If anyone has any cross-stitch patterns to share, the Dr. has restricted me from working and I have to keep my feet propped up most of the day. I know how to cross-stitch, but my patterns burned in a house fire some years ago. Our local Hobby Lobby has the fabric, and someone gave me some embroidary hoops, and the Hobby Lobby had a few patterns, but they were so expensive, I could not afford to buy any. I will be glad to pay media mail shipping, and I can return them to you after I use them or if you can email some to me, that would be super also! Blessings, firegirl


----------



## kandmcockrell (Oct 10, 2008)

What are you interested in? Skill level? Words, sayings, or animals, houses, fairys? I have a lot and would be happy to send you something.


----------



## TexasArtist (May 4, 2003)

I met a lady once who used stainglass patterns. Are you good enough to work from that sort thing or a bit rusty cause your just getting back into it?


----------



## Jan in CO (May 10, 2002)

I also have BOXES of cross stitch pattern books, and would be glad to send you some, just let me know what your interests are. I don't use the 'cutsy' ones, so have lots of those available. Jan in Co


----------



## Just Little Me (Aug 9, 2007)

If you have any graph paper, print ANY picture off on it for a instant cross stitch pic. Or put a clear plastic needle point sheet over any picture to make a cross stitch pic.
Needle point plastic sheet is only like .30 at craft dept. of most stores.


----------



## TexasArtist (May 4, 2003)

Just Little Me said:


> If you have any graph paper, print ANY picture off on it for a instant cross stitch pic. Or put a clear plastic needle point sheet over any picture to make a cross stitch pic.
> Needle point plastic sheet is only like .30 at craft dept. of most stores.

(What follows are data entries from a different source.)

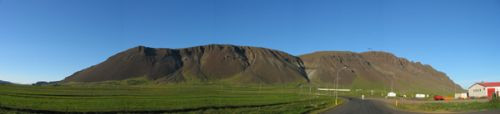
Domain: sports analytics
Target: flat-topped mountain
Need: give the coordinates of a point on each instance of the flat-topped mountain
(238, 64)
(375, 70)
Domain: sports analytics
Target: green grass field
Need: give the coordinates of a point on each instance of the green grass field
(178, 98)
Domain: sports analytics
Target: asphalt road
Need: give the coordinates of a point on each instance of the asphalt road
(358, 106)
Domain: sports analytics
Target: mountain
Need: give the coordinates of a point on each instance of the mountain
(228, 63)
(375, 70)
(244, 64)
(5, 82)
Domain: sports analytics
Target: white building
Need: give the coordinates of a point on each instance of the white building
(484, 89)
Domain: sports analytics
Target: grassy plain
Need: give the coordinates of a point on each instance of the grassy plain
(164, 98)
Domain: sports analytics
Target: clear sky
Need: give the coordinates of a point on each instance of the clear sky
(51, 39)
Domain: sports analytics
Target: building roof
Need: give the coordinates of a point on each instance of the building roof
(490, 84)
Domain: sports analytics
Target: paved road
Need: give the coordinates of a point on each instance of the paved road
(358, 106)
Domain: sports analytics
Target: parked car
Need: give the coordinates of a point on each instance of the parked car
(438, 98)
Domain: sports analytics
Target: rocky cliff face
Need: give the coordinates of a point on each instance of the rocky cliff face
(240, 64)
(375, 70)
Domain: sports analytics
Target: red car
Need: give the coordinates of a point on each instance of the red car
(437, 98)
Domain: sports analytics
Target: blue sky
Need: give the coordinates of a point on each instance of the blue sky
(51, 39)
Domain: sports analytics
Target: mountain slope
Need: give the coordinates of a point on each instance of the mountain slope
(238, 64)
(375, 70)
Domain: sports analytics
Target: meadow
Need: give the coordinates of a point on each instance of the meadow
(166, 98)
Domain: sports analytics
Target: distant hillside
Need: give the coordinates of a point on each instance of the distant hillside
(375, 70)
(235, 64)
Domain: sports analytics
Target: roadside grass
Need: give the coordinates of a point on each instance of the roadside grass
(189, 98)
(450, 106)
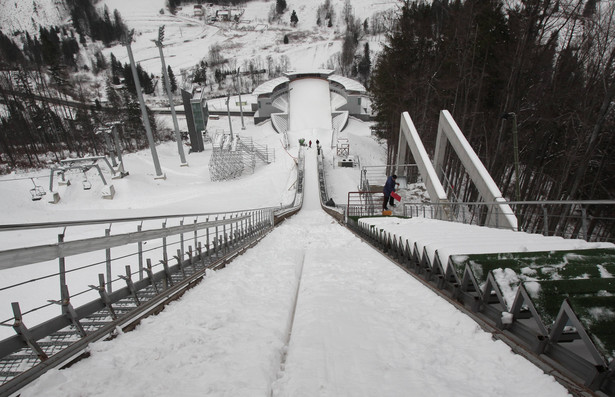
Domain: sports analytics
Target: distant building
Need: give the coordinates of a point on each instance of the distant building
(223, 15)
(348, 98)
(197, 115)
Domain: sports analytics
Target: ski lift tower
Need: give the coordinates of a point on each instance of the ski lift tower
(178, 137)
(148, 128)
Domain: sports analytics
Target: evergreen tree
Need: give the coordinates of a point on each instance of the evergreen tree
(280, 6)
(365, 64)
(50, 46)
(9, 51)
(172, 79)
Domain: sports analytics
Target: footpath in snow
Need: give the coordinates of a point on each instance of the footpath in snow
(361, 327)
(309, 311)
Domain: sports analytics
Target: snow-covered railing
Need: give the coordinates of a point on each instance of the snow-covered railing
(104, 274)
(586, 219)
(549, 298)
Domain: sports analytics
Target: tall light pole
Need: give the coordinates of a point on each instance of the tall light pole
(178, 137)
(228, 111)
(515, 154)
(243, 127)
(148, 127)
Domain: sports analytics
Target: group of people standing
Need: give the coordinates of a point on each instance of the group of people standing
(317, 145)
(389, 187)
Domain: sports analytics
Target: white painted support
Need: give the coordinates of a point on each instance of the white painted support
(500, 215)
(409, 137)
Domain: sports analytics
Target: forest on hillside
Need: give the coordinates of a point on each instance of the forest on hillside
(551, 63)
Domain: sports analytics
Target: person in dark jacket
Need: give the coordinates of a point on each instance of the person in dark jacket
(389, 187)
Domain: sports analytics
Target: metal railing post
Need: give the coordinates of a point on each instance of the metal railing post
(108, 264)
(140, 253)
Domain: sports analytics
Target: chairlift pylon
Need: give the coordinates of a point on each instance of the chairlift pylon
(87, 185)
(37, 192)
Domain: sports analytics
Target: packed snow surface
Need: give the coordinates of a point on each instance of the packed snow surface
(358, 325)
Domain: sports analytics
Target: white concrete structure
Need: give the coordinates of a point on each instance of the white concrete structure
(499, 215)
(409, 138)
(346, 97)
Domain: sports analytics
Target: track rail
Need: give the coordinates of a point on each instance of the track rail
(575, 383)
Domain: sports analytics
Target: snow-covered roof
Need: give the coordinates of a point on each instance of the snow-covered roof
(299, 72)
(349, 84)
(270, 85)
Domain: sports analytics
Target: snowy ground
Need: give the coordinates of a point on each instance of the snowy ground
(311, 310)
(325, 315)
(360, 326)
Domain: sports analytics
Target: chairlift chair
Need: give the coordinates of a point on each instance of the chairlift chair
(37, 192)
(87, 185)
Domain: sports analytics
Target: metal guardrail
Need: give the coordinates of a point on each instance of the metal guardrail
(592, 220)
(578, 372)
(118, 278)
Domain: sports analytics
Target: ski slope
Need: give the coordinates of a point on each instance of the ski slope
(310, 311)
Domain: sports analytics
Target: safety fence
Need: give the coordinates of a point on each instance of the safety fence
(591, 220)
(565, 328)
(72, 283)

you know with this idea I'm wondering about something. Do you think the following would work
Get the stiching fabric, print out the picture on graph paper as you suggest then, I remember there is a pen of some sort that you trace over lines on paper and you can iron it onto a tshirt. I wonder if that would work in this instance??


----------



## Elsbet (Apr 2, 2009)

If you have any little ones in your life you are stitching for, Jan Brett has some very, very cute free patterns on her website.  http://www.janbrett.com/cross_stitch/cross_stitch_main_page.htm


----------



## firegirl969 (Nov 3, 2008)

Thank you to everyone who has responded. I really appreciate the outpouring of care included in each post. Blessings to all, firegirl

Does anyone know where to find small grid graph paper? I thought about that idea also, but our stores that sell school supplies etc, only have the large grid paper and I didn't think it would work good.


----------



## cc (Jun 4, 2006)

Go to Tipnut.com and there are a bunch of cross stitch patterns on it, all levels of difficulty and styles.


----------



## LWMSAVON (Oct 8, 2002)

Just wanted to say, you can find a lot of free cross-stitch patterns online too.

just google and you'll be able to find a lot of different ones.


----------



## Just Little Me (Aug 9, 2007)

smaller graph paper is at office stores, or the office dept of box stores.

I have changed alot of coloring pages to cross stitch for personal kid pictures.


----------



## firegirl969 (Nov 3, 2008)

Thank you for all of the replies. 

WIHH, Thanks for the magazines. I can't decide what to do first, as I want to make some Christmas presents. Soooooo many good ideas in those magazines, Blessings, firegirl


----------